A Villa Beretta la sanità fa un salto nel futuro: installato il sistema Das

Nel centro di riabilitazione brianzolo, il nuovo sistema Das potenzia la digitalizzazione e l’umanizzazione della sanità, dalla cybersecurity all’Ia.

Costa Masnaga

La sanità del futuro prende forma dentro un luogo di cura reale, abitato ogni giorno da pazienti, clinici e ricercatori. Al Villa Beretta Rehabilitation Research Innovation Institute di Costa Masnaga l’innovazione non resta un concetto astratto, ma diventa infrastruttura, metodo, possibilità concreta. Lunedì mattina l’installazione del sistema Das (Distributed Antenna System), realizzato da Inwit e consistente in una rete di antenne progettata per garantire la copertura multi-operatore, è stata l’occasione per un confronto serrato tra mondo clinico, ricerca, università e istituzioni, alla presenza del sottosegretario alla Presidenza del Consiglio per l’Innovazione tecnologica Alessio Butti.

«L’installazione del sistema Das a Villa Beretta si inserisce pienamente nel percorso di digitalizzazione del sistema sanitario seguito dal Governo» ha spiegato Butti «Villa Beretta ha dimostrato di essere un’eccellenza non solo nella riabilitazione, ma anche nella capacità di sviluppare progettualità avanzate». Un riconoscimento che va oltre il singolo intervento tecnologico e guarda alla capacità della struttura di generare modelli replicabili. «Con la struttura abbiamo elaborato progetti che saranno valutati con attenzione dal “mio” dipartimento e dalla Fondazione Ugo Bordoni, insieme ad altre iniziative a livello nazionale. Verranno sostenute le attività meritevoli e sono convinto che ci saranno concrete possibilità di lavorare insieme».

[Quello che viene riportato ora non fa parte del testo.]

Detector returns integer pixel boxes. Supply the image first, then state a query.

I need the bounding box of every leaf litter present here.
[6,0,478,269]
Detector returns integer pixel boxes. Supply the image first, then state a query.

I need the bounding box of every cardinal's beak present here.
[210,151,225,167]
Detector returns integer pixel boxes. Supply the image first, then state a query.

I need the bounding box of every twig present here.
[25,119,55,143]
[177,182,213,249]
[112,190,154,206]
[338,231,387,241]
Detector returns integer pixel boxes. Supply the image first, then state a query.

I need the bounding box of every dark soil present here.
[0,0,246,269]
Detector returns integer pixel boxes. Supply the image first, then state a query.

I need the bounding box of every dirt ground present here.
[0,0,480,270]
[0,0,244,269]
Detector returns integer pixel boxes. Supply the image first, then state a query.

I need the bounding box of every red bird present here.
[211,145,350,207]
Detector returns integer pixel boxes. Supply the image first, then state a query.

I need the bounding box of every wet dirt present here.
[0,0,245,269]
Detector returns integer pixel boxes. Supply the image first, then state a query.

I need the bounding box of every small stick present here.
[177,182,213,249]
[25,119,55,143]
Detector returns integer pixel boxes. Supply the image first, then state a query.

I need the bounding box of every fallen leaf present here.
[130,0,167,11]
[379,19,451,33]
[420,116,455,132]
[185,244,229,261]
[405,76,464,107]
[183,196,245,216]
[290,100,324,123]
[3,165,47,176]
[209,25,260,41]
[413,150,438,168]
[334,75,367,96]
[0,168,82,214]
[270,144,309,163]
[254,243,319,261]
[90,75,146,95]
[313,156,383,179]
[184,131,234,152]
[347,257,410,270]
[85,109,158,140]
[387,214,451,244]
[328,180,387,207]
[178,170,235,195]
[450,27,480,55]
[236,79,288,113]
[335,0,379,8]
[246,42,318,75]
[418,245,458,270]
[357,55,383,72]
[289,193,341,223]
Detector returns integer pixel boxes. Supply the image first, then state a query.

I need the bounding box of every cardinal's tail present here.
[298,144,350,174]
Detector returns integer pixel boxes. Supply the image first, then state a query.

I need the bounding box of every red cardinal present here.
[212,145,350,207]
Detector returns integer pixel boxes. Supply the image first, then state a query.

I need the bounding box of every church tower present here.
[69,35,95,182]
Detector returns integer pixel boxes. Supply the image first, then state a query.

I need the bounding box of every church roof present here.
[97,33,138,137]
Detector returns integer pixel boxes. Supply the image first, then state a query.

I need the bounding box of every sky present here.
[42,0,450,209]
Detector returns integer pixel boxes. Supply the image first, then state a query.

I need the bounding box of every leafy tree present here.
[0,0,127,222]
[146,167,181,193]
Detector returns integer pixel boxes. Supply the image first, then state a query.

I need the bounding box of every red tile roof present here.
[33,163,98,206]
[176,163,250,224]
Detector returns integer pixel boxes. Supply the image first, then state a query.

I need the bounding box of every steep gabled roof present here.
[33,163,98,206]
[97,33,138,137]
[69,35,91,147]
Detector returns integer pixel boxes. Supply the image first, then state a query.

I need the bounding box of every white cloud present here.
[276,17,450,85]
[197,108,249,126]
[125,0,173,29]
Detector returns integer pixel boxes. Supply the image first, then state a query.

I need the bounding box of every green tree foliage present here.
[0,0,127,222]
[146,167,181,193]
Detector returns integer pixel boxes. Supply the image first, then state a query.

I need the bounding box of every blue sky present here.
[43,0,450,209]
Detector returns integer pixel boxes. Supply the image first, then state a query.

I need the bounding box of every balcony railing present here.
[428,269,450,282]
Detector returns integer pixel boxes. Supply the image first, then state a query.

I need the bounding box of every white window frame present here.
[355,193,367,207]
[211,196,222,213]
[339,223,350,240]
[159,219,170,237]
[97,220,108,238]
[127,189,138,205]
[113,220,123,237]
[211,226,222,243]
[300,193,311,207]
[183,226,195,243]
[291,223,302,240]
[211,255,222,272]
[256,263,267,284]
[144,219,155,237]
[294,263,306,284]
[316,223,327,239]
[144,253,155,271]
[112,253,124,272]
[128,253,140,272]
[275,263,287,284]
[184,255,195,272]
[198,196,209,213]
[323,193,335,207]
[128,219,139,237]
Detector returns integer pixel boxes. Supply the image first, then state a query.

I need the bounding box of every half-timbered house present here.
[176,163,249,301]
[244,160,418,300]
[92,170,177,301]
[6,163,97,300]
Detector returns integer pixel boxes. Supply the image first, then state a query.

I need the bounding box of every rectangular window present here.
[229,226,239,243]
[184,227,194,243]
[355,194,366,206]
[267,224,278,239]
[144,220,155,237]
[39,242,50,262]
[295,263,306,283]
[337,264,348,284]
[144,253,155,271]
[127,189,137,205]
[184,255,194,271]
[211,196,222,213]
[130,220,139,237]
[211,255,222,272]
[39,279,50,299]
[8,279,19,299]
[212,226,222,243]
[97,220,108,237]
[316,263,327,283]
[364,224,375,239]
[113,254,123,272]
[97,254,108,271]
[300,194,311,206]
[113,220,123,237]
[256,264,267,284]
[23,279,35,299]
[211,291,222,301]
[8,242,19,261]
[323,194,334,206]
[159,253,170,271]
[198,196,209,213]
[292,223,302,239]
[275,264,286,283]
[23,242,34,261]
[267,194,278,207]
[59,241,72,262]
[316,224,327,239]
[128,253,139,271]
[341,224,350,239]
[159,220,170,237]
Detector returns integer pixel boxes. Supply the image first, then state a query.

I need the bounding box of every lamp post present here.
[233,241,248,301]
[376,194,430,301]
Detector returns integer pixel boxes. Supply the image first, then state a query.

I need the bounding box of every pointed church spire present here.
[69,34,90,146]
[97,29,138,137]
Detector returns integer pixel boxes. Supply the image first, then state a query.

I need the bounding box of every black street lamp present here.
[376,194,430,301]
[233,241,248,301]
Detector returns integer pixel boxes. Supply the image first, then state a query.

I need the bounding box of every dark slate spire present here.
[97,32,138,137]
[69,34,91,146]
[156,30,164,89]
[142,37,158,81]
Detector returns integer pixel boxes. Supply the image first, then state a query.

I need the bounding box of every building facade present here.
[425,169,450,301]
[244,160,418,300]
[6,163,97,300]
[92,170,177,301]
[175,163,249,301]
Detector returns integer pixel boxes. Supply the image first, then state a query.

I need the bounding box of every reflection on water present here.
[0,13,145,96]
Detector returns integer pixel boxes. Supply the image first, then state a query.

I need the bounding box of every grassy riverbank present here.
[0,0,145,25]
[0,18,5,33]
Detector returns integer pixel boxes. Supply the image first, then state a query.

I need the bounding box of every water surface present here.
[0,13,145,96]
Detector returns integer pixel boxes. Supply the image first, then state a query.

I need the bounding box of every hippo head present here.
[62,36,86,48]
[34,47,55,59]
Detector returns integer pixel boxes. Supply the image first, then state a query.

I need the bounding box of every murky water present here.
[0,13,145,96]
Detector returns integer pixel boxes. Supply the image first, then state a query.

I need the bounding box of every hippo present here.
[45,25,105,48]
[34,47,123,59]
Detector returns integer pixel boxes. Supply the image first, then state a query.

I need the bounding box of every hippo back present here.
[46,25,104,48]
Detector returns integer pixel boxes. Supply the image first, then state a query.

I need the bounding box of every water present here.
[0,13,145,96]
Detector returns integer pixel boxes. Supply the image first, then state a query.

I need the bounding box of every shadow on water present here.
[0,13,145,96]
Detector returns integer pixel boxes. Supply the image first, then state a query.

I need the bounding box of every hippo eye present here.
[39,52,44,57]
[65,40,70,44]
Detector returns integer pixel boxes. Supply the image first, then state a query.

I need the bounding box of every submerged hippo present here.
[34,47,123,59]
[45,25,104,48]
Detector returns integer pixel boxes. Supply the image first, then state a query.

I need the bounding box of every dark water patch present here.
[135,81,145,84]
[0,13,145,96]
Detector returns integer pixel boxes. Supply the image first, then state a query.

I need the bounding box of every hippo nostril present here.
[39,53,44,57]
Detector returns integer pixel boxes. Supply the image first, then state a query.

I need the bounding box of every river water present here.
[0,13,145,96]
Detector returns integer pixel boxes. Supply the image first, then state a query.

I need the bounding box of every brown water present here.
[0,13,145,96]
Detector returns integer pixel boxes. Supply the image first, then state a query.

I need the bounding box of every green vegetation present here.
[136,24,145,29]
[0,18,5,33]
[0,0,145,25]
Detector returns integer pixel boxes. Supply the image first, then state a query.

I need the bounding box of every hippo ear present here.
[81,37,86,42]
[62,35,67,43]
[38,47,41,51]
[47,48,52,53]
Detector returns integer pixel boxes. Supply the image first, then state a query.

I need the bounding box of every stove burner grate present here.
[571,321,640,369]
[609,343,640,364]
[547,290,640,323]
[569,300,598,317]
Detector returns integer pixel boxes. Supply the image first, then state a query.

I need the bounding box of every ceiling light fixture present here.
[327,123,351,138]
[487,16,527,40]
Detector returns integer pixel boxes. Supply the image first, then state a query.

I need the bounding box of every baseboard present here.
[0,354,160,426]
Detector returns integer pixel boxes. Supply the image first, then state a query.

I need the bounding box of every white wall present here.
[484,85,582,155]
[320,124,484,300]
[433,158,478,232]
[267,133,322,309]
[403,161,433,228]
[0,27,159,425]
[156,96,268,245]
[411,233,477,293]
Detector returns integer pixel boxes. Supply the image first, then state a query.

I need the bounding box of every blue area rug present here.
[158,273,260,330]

Il confronto della mattinata ha toccato nodi centrali per l’evoluzione della sanità digitale, dalla cyber security all’intelligenza artificiale. «Gli operatori chiedono regole certe» ha sottolineato il sottosegretario «una cornice rigorosa che non imbrigli le tecnologie, ma consenta a imprese, ospedali e pubblica amministrazione di sapere cosa si può fare e cosa no». Sul fronte della sicurezza informatica, Butti ha ricordato il percorso avviato dal Governo con una legge nazionale, indicando però nella formazione la vera sfida aperta. «Il problema principale resta la formazione. Stiamo incentivando enti pubblici e imprese a investire in percorsi formativi, affinché gli operatori acquisiscano maggiore competenza e consapevolezza sui temi cyber».

Dal punto di vista clinico e scientifico, l’installazione del Das rappresenta una svolta infrastrutturale. «Parliamo di un sistema distribuito di antenne che consente connessioni ad alta velocità, oggi in 5g, e che è fondamentale per gli sviluppi futuri» ha spiegato Franco Molteni, direttore clinico del Centro di Riabilitazione Villa Beretta «Serve a migliorare il monitoraggio delle persone in ospedale, ma più in generale a rendere possibile una comunicazione efficace in contesti complessi». Una tecnologia che non vive di per sé, ma che abilita nuovi modelli di cura.

Il filo conduttore emerso dal confronto è stato quello di una tecnologia realmente al servizio della salute. «Intelligenza artificiale, robotica e sensoristica indossabile si integrano con la vita reale del paziente per migliorare la conoscenza della persona» ha osservato Molteni «Migliorare la conoscenza significa migliorare la cura». Una cura che diventa sempre più personalizzata, capace di coniugare precisione decisionale e continuità assistenziale. «La relazione con il paziente non si esaurisce dentro l’ospedale. È fondamentale restare in contatto anche fuori, accompagnando i percorsi di vita». In questo quadro, l’infrastruttura digitale non è un semplice supporto tecnico, ma un fattore abilitante di un approccio più umano ed efficiente. «È una tecnologia umanizzante» ha concluso Molteni «che rende il sistema più efficiente, scientificamente innovativo e clinicamente sostenibile».